I decided to be a little more forthright about my onsets in the low range, making sure the breath was more under me and that worked more or less. The second half was particularly more fun as a result. These two excerpts from Turina’s Poema en forma de canciones felt good as a result of this more fearless attitude:
The last song of the last set was a cute Haitian song that inspired some of the compatriots in the audience to chime in.
This gave me the confidence to sing the encore that I had planned, which had a particular significance to the evening. This was in honor of the Dominican Republic, the first presence to offer help after the Haitian Earthquake of 2010.
The top Bb4 was not as released as in my rehearsal but it did the trick.
The importance of this recital for me was the fact that I turned a potential problem around and made the evening a success, but artistically I would have like to be more free, particularly in the first half. One can lose an audience in the first song.
More importantly however was understanding why despite my best preparations this occurred the way it did. As there are many singers who read this blog who suffer from allergies or some other ailment, it is important to understand all the ramifications even when the ailments have been dealt with. In this case, I realize that I caused myself problems because I spoke between the songs and indeed spoke softly with my pianist for a few minutes before the concert. Normally that is nothing to worry about, unless there are residual tensions from the compensations that were necessary in every day speech when the allergy (inflammation from gluten in my case) was present. When I listened to the recital on the train back to New York, I realized that my speaking was at the heart of the issue.

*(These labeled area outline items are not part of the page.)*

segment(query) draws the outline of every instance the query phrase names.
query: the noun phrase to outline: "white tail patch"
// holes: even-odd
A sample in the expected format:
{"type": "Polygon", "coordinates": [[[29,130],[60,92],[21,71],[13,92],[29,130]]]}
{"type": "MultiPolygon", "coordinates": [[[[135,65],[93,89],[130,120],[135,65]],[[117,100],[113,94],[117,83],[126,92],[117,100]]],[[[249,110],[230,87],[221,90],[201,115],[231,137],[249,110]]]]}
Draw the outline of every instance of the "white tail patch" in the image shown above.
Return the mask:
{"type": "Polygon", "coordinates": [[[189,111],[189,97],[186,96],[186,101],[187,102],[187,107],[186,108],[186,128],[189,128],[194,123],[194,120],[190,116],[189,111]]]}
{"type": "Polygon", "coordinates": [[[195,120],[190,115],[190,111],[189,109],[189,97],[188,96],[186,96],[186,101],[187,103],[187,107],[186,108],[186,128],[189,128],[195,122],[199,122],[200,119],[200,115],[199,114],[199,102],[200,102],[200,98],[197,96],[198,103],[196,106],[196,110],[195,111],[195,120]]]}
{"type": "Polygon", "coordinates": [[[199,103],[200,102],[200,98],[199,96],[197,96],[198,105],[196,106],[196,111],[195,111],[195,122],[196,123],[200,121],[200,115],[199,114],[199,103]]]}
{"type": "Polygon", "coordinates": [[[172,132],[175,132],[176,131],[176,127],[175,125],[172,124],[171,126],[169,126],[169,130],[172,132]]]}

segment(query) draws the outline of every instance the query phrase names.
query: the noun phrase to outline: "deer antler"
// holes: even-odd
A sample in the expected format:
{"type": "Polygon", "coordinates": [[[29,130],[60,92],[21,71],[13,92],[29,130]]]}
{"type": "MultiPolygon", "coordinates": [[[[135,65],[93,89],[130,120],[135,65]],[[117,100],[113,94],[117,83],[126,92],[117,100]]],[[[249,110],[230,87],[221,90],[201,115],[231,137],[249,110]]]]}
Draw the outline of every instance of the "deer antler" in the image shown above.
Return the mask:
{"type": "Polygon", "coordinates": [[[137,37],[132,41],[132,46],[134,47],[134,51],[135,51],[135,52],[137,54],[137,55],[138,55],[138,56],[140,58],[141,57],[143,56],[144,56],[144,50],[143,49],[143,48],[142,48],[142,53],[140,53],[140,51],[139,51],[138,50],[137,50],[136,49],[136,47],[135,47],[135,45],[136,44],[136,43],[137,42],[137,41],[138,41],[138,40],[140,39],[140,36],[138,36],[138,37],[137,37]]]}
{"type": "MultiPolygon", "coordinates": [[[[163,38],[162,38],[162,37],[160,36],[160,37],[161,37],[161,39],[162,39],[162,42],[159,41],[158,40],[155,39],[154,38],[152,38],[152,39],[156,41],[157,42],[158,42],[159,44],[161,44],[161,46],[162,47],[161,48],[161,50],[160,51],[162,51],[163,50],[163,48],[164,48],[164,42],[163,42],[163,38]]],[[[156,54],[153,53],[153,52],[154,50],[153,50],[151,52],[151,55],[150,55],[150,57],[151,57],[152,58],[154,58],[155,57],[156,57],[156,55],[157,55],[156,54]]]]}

Upon arriving home, I practiced, concentrating on proper breath support in the lower range and remembered to apply the same to my speaking. After those 6 or 7 years of not knowing that I had a gluten allergy that had reached a tipping point, even after dealing with the issue, my tendencies were to press when I speak, without knowing that I was doing it. That simple adjustment made a remarkable difference in my practice over the past 48 hours. Not only is the low better but its effect on the freedom of the top and on my legato in general astounded even me. I think I have found the key to the rest of my technical work. In practicing Idomeneo, for which I have a sing-through in two weeks, I was amazed at my ability to sing a supported piano. Some of that can already be heard in the first of the Turina songs even in the recital, but there is a total sense of knowing the sensations particularly relative to the low. It is one thing to hear it and know it aurally. It is quite another to feel the sensation precisely. Above all, this was a confirmation that my allergies are pretty much gone, that I was not dealing with inflammations anymore. I can now give myself permission to expect the ideal or that the reality is not that far removed from it! Happy days to come!